The company's most advanced product making use of the TLR technology is a universal flu vaccine, which consists of the TLR5 ligand flagellin fused to a conserved region of the influenza virus, M2e. Clinical evaluation of the vaccine is due to begin in the next few weeks.

Although the influenza virus is the key target in the company's vaccine development plans, the TLR technique has also been shown to stimulate robust protective immune responses in animal models to West Nile virus, Japanese encephalitis virus, malaria and listeria infection.

The manufacturing process for VaxInnate's vaccines also offers advantages over traditional egg-based production, according to the company. The fusion products are relatively simple to make using recombinant DNA techniques, and can be efficiently and economically manufactured in bacteria much more rapidly than vaccines using cumbersome egg-based manufacturing methods.

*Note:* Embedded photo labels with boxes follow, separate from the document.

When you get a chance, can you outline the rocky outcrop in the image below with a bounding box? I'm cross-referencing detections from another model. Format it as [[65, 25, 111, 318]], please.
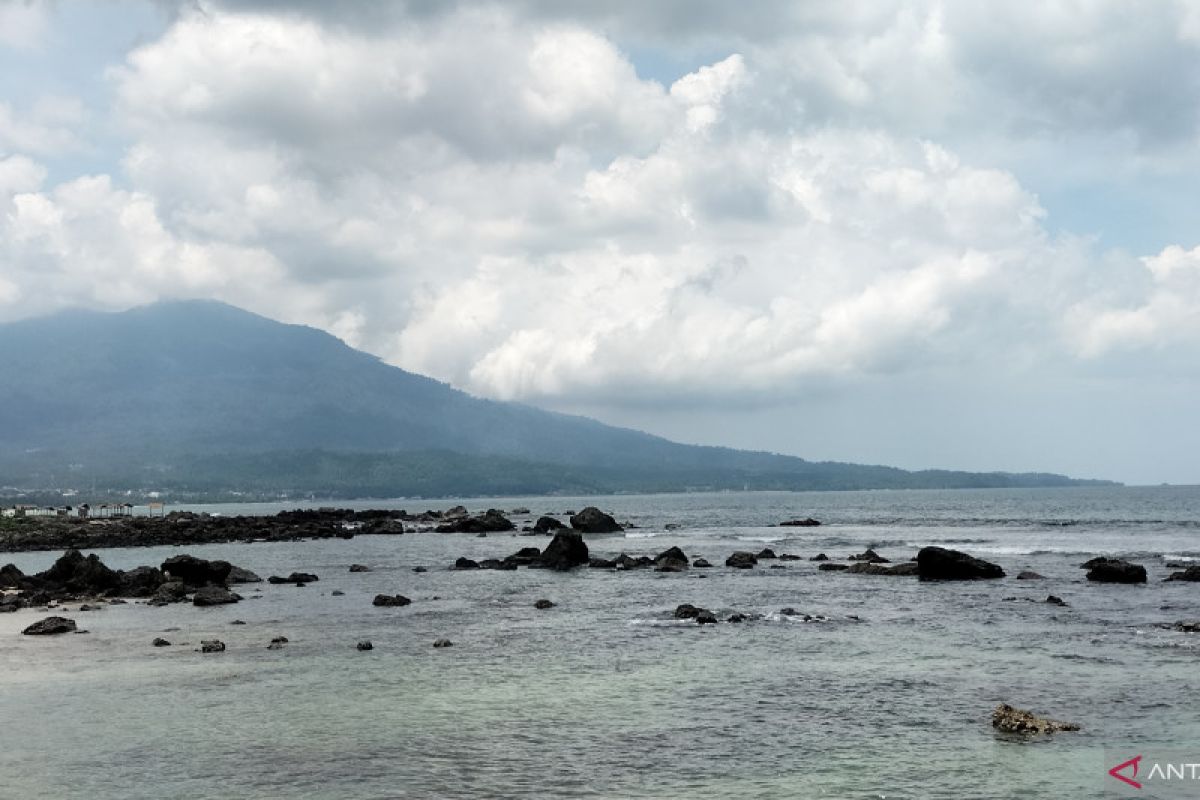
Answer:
[[161, 554, 233, 587], [22, 616, 76, 636], [917, 547, 1004, 581], [571, 506, 624, 534], [541, 532, 588, 571], [192, 584, 241, 606], [371, 595, 413, 608], [991, 703, 1079, 734], [1087, 559, 1146, 583], [725, 551, 758, 570], [533, 517, 566, 534]]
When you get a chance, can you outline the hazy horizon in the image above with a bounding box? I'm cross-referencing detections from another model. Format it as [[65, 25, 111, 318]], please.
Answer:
[[0, 0, 1200, 485]]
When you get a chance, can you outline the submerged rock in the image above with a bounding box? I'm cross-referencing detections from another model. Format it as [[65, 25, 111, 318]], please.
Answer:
[[540, 530, 589, 571], [22, 616, 76, 636], [371, 595, 413, 608], [571, 506, 624, 534], [991, 703, 1079, 734], [1087, 559, 1146, 583], [917, 547, 1004, 581], [725, 551, 758, 570]]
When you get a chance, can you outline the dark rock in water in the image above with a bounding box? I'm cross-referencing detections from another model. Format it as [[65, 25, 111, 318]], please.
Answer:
[[533, 517, 566, 534], [504, 547, 541, 566], [0, 564, 26, 589], [541, 530, 588, 571], [192, 585, 241, 606], [266, 572, 320, 587], [844, 561, 918, 577], [1168, 566, 1200, 582], [846, 547, 888, 564], [991, 703, 1079, 734], [162, 554, 233, 587], [571, 506, 624, 534], [725, 551, 758, 570], [22, 616, 76, 636], [371, 595, 413, 608], [226, 566, 263, 584], [1087, 559, 1146, 583], [654, 547, 689, 572], [917, 547, 1004, 581], [116, 566, 167, 597]]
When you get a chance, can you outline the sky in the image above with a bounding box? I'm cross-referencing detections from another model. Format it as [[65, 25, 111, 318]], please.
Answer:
[[0, 0, 1200, 483]]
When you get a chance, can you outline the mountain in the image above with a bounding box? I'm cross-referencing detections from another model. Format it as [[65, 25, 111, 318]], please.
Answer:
[[0, 301, 1113, 495]]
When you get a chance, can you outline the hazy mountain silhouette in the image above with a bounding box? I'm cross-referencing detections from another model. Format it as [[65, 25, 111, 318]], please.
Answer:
[[0, 301, 1113, 494]]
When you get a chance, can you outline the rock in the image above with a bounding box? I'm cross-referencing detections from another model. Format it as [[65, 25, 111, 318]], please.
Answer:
[[571, 506, 624, 534], [162, 554, 233, 587], [1168, 566, 1200, 582], [654, 547, 689, 572], [991, 703, 1079, 734], [192, 585, 241, 606], [540, 532, 588, 571], [22, 616, 76, 636], [116, 566, 167, 597], [725, 551, 758, 570], [917, 547, 1004, 581], [371, 595, 413, 608], [226, 566, 263, 584], [504, 547, 541, 566], [1087, 559, 1146, 583], [266, 572, 320, 587], [844, 561, 918, 577], [533, 517, 566, 534]]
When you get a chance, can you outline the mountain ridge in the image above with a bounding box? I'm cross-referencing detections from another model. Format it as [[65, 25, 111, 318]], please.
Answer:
[[0, 301, 1113, 497]]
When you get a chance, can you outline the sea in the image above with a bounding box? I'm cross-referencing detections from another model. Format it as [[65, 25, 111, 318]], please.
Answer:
[[0, 487, 1200, 800]]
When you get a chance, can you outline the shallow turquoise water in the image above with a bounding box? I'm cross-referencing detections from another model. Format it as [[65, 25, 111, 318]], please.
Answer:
[[0, 489, 1200, 799]]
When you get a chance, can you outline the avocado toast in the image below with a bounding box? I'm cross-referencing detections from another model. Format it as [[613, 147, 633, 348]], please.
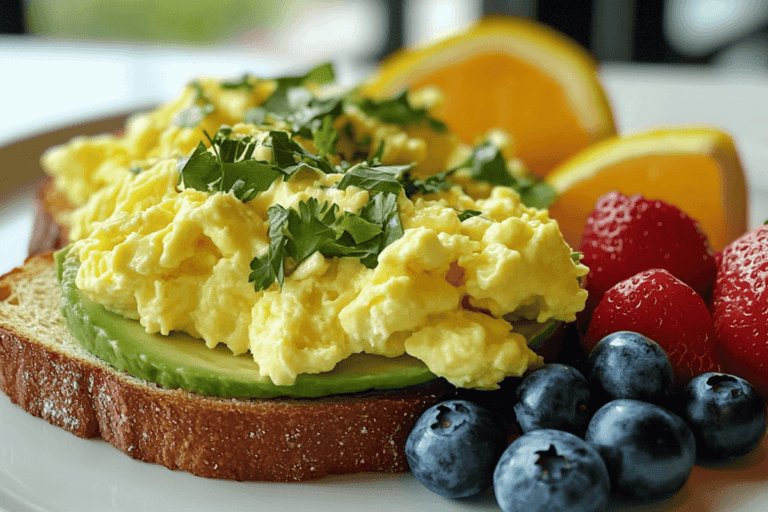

"A major advantage of the E.Coli production platform is the ease of transferring the production to a number of sites around the world, including areas such as South America and Asia where Dengue fever and other infectious diseases are endemic," US-PharmaTechnologist.com was told.

With no vaccine to treat Dengue virus currently available, and around 2.5 billion people living in areas at risk for pandemic transmission, VaxInnate's product could be a significant weapon in the fight to protect public health in these high risk regions.